Il libro offre una visione positiva e innovativa dell’essere anziano, del tempo che scorre, della condizione inattiva lavorativa, superando la paura di invecchiare. Anzi aiuta a considerare la “terza età” come una risorsa che trasforma la persona da forza lavoro a forza cultura.
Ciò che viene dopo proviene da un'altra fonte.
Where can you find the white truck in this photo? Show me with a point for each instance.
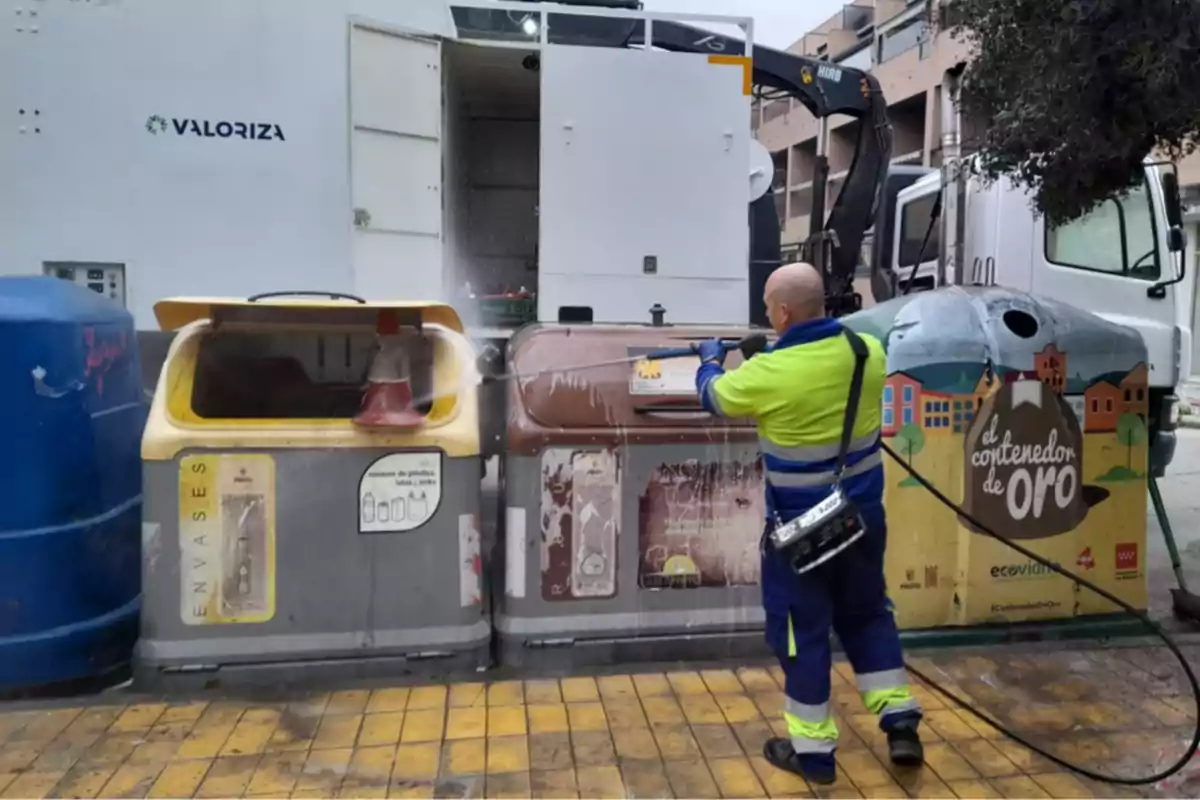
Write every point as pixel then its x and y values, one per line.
pixel 1123 262
pixel 543 152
A volte si hanno pregiudizi e stereotipi verso le persone anziane, ritenute inutili in quanto malate, invalide, insofferenti, contrarie ai cambiamenti, prive di soddisfazioni, trattandole quindi come un problema sociale. Tale pregiudizio sociale finisce con il compromettere una possibile e serena progettualità di chi, raggiunta la pensione e senza più impegni familiari, potrebbe dedicarsi finalmente a se stesso, arricchendosi interiormente, sviluppando le proprie abilità e, ancor meglio, mettendole al servizio degli altri.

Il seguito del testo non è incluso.